Some of the esteemed speakers and their riveting topics include: Managing Director of WastePlan, Bertie Lourens will conduct the plenary address on the economic future of employees in the waste management industry; and Western Cape Industrial Symbiosis Programme Manager at GreenCape, Sarah O’Carroll will unpack the role of Industrial Symbiosis in South African.

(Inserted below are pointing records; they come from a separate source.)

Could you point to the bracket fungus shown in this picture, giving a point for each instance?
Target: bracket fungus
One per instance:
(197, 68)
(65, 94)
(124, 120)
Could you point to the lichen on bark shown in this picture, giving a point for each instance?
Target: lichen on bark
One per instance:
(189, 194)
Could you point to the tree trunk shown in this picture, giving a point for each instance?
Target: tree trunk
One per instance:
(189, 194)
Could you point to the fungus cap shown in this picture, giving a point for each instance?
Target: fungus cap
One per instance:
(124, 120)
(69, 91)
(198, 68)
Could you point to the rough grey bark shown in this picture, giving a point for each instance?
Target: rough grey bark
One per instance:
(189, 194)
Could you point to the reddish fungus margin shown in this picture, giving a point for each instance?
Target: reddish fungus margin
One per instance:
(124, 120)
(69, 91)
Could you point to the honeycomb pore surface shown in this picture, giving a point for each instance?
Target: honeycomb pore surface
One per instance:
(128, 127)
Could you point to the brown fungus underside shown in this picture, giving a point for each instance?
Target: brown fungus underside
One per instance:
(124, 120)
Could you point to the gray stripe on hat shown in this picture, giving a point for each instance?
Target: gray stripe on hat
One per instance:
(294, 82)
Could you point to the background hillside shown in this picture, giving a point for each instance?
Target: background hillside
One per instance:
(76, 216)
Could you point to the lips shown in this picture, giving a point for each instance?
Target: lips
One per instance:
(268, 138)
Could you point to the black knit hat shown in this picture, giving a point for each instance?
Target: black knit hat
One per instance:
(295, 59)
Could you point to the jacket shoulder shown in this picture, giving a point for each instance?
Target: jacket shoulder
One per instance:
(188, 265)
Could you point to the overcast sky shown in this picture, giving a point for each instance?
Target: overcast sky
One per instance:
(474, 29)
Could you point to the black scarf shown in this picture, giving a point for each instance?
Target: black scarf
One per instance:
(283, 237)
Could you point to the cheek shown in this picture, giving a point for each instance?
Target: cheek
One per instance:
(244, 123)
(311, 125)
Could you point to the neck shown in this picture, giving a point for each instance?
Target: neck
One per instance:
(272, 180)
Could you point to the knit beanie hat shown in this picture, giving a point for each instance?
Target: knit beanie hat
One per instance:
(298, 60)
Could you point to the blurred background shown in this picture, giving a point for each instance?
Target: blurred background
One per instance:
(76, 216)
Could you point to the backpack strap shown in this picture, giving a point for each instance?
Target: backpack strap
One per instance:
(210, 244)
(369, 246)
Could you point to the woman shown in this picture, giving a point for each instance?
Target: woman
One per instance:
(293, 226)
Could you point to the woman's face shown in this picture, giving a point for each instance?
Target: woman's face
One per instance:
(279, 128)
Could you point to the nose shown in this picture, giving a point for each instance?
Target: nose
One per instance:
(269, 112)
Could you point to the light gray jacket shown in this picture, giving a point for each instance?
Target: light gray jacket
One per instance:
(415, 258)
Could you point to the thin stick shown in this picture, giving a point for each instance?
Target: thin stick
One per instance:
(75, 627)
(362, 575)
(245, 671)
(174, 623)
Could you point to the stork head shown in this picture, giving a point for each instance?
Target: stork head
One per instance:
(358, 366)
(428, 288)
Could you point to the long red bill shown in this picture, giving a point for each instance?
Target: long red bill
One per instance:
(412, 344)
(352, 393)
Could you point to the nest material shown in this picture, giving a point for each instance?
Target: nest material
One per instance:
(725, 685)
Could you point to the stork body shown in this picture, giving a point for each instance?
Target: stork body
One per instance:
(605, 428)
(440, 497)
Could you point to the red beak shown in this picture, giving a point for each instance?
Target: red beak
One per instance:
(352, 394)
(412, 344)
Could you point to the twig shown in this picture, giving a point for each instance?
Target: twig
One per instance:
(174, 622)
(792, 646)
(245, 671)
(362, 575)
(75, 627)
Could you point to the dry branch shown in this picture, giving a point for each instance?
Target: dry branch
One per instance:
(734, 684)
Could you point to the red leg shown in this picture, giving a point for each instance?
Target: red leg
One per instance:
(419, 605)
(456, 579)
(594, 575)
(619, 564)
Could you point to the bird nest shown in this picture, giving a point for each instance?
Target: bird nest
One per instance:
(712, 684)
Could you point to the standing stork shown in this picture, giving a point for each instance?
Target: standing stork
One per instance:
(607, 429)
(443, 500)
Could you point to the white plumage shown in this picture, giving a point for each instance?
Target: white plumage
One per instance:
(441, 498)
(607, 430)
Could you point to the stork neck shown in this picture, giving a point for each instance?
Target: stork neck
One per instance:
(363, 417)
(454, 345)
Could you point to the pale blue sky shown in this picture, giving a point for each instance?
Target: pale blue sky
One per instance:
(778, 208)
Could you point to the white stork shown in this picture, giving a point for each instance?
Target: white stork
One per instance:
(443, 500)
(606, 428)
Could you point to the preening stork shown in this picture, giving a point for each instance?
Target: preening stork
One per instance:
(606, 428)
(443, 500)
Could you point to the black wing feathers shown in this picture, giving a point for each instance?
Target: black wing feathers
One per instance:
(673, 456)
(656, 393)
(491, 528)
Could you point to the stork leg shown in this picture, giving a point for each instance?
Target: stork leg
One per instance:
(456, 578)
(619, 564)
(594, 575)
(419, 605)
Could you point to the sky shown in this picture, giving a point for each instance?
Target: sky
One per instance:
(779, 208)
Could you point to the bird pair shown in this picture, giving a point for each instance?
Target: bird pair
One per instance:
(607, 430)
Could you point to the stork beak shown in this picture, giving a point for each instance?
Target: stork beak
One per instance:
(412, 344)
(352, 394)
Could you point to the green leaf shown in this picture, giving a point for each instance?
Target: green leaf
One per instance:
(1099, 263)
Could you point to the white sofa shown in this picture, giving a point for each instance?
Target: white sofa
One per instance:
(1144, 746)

“This year’s conference will have three main parallel sessions that will cover the streams of recycling, waste management and landfill engineering. Special focus will be on municipal waste management, recycling and alternatives to landfilling,” says Shamrock. WasteCon 2016 will offer delegates an e-waste workshop, a landfill capping and rehabilitation workshop as well as a special workshop hosted by the Department of Environmental Affairs on industry waste management plans.
“Changes in legislation emphasise the need to divert waste away from landfill sites and opens the door for new innovative waste solutions. Waste-to-Energy technology is currently getting a lot of attention as an alternative to landfill and will be a definite talking point at the conference,” says Shamrock. “The conference should also shed some light on the environmental and economic viability of this technology.”